Faz um alerta: "apesar de ser por caminhos diferenciados, complexos e sujeitos a extremas dificuldades, é essencial para a humanidade que alcancem com êxito tal objetivo".
Aponta as bases para a luta que continua e hoje exige a nossa decidida participação em todo o mundo:

"Primeiro: os países nos quais os comunistas no poder (China, Cuba, Vietname, Laos, Coreia do Norte) insistem em que o seu objetivo é a construção de uma sociedade socialista.

Segundo: os movimentos e organizações sindicais de classe, lutando corajosamente em defesa dos interesses e direitos dos trabalhadores.

Terceiro: partidos comunistas e outros partidos revolucionários, firmes, corajosos e confiantes.

Quarto: movimentos patrióticos, com as mais variadas composições políticas, atuando em defesa dos interesses nacionais e da independência nacional.

Quinto: movimentos pacifistas, ecologistas e outros movimentos progressistas de massas."

Na América Latina cresce o número de nações com governos progressistas que, apesar das pressões políticas ostensivas e das infiltrações imperialistas em setores de oposição que agem dentro dos Estados e através de redes do crime organizado, têm reunido um conhecimento aprofundado da realidade social que permite atender e valorizar populações antes marginalizadas integrando-as com os direitos de cidadãos na vida nacional. Retiram das condições desumanas de fome e miséria milhões de pessoas, integrando-as como cidadãos na sociedade.

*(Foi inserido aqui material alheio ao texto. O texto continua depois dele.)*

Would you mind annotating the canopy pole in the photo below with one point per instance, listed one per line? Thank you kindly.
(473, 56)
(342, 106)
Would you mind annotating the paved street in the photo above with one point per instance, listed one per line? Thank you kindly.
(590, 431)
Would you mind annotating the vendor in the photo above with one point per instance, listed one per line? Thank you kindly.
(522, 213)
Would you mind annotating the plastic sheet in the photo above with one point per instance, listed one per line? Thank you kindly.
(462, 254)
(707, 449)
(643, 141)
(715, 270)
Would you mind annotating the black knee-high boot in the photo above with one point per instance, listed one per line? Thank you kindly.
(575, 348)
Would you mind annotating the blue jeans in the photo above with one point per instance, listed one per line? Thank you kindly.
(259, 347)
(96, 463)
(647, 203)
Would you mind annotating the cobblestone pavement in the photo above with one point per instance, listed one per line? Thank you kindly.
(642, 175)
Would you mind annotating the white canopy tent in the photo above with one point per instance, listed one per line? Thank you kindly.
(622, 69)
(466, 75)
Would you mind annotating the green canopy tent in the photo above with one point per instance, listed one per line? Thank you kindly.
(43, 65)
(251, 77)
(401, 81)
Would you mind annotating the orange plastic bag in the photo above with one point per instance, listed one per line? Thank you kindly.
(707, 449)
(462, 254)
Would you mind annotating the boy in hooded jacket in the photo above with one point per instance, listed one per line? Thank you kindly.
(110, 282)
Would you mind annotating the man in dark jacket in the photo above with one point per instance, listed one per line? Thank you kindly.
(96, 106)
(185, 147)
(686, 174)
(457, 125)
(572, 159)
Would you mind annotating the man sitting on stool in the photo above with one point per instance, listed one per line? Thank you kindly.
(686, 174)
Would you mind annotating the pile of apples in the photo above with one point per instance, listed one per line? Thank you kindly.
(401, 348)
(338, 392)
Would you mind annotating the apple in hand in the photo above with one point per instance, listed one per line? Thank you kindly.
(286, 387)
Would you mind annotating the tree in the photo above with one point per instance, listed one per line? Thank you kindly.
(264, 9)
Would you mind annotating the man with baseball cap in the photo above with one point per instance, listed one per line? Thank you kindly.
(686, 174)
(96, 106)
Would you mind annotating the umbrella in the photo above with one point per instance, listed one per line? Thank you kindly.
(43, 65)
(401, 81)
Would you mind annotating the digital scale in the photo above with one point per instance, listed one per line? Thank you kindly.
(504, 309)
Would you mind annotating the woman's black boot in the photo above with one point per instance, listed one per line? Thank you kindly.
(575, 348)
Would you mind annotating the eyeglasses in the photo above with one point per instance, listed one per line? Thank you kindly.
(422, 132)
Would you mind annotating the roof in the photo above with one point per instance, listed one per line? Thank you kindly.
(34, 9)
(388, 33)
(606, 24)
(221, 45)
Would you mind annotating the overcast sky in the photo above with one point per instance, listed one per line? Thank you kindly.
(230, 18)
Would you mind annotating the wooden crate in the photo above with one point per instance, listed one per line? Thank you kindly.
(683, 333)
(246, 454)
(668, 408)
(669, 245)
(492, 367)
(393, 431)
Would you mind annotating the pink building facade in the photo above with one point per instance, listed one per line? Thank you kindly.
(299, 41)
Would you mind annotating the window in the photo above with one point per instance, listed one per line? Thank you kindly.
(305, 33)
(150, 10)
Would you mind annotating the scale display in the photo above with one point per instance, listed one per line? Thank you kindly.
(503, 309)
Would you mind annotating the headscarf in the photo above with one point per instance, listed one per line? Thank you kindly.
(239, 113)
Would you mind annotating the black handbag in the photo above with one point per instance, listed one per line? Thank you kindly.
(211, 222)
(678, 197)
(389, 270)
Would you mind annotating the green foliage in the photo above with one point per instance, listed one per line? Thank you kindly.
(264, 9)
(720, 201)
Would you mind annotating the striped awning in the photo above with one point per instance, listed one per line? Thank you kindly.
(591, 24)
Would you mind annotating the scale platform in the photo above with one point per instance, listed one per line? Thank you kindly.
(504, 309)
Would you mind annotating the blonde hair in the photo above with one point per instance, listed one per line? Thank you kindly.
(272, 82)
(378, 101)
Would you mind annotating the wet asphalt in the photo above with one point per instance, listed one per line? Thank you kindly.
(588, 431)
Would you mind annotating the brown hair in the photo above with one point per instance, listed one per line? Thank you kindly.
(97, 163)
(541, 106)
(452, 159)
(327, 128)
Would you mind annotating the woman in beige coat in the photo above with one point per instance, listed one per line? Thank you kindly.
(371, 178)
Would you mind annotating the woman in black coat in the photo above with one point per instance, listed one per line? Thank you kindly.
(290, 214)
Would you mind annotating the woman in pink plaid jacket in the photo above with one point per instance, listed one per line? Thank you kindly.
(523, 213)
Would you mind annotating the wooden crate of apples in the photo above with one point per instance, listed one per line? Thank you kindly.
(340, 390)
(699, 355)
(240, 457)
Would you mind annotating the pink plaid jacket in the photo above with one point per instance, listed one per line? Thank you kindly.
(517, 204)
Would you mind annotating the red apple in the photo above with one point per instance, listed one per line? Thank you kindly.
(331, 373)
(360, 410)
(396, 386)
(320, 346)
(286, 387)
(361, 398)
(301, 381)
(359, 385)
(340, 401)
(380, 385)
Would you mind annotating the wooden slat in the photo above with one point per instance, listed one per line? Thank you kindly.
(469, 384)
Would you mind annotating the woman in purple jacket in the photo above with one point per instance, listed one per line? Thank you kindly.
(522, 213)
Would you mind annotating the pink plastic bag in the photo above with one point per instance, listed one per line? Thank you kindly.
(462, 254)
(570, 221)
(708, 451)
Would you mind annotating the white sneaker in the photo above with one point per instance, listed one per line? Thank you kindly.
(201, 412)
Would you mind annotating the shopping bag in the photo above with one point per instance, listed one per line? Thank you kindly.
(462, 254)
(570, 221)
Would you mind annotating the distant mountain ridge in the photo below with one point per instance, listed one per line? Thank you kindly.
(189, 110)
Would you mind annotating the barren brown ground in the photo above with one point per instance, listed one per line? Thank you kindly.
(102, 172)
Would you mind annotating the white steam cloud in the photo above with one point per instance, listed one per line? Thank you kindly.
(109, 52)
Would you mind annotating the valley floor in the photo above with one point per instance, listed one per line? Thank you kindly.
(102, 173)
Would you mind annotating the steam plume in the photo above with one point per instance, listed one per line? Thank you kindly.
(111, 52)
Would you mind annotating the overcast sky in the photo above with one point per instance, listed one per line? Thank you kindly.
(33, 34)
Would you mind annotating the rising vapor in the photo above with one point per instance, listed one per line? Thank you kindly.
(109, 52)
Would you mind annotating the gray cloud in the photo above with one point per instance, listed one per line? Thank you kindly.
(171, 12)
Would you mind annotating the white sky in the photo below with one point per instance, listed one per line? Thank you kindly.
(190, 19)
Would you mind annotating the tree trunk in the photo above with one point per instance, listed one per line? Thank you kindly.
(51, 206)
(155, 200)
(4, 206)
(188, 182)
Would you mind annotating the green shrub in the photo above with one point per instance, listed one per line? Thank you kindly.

Esta grandiosa tarefa só é possível com o apoio fundamental e revolucionário dos movimentos sociais, sindicais e de moradores, as iniciativas de participação popular organizadas e a efetiva aliança com partidos de esquerda. Os Partidos Comunistas levam a esses movimentos a experiência revolucionária centenária no mundo e a capacidade organizativa adquirida na luta.

Este vínculo direto de Governos democráticos com a realidade em que vive o povo, permite canalizar os recursos necessários ao desenvolvimento de novas atividades e usufruir da capacidade criativa na produção de bens e ideias construtivas.

A contribuição levada por professores e estudantes neste processo democrático de desenvolvimento estabelece uma aproximação do sistema educacional com a realidade profunda contribuindo para o enriquecimento intelectual e profissional das sociedades.
A militância organizada dos comunistas alimenta-se e contribui para o aprofundamento da educação social e da formação profissional nos múltiplos setores do desenvolvimento econômico e da organização das forças produtivas.

O camarada Álvaro Cunhal referiu-se em carta (de 28 de Fevereiro de 2003), ao processo de eleições presidenciais democráticas vitoriosas na América Latina como "grande acontecimento político positivo que não exclui contradições e dificuldades graves. Anoto também, (diz Álvaro Cunhal) que quaisquer comparações com acontecimentos em Portugal, antes e depois da revolução de Abril, com extrema prudência podem ser avançadas."

Hoje vemos que, não só na América Latina mas na Ásia e na África, caminhos revolucionários adequados às condições históricas e culturais que formaram nações e povos independentes, têm alcançado significativos êxitos nacionais e internacionais no processo democrático mundial.

Camaradas, unidos em todo o mundo, venceremos!

*Zillah Branco é cientista social, militante comunista, colaboradora do Vermelho e integrante do Conselho do Cebrapaz.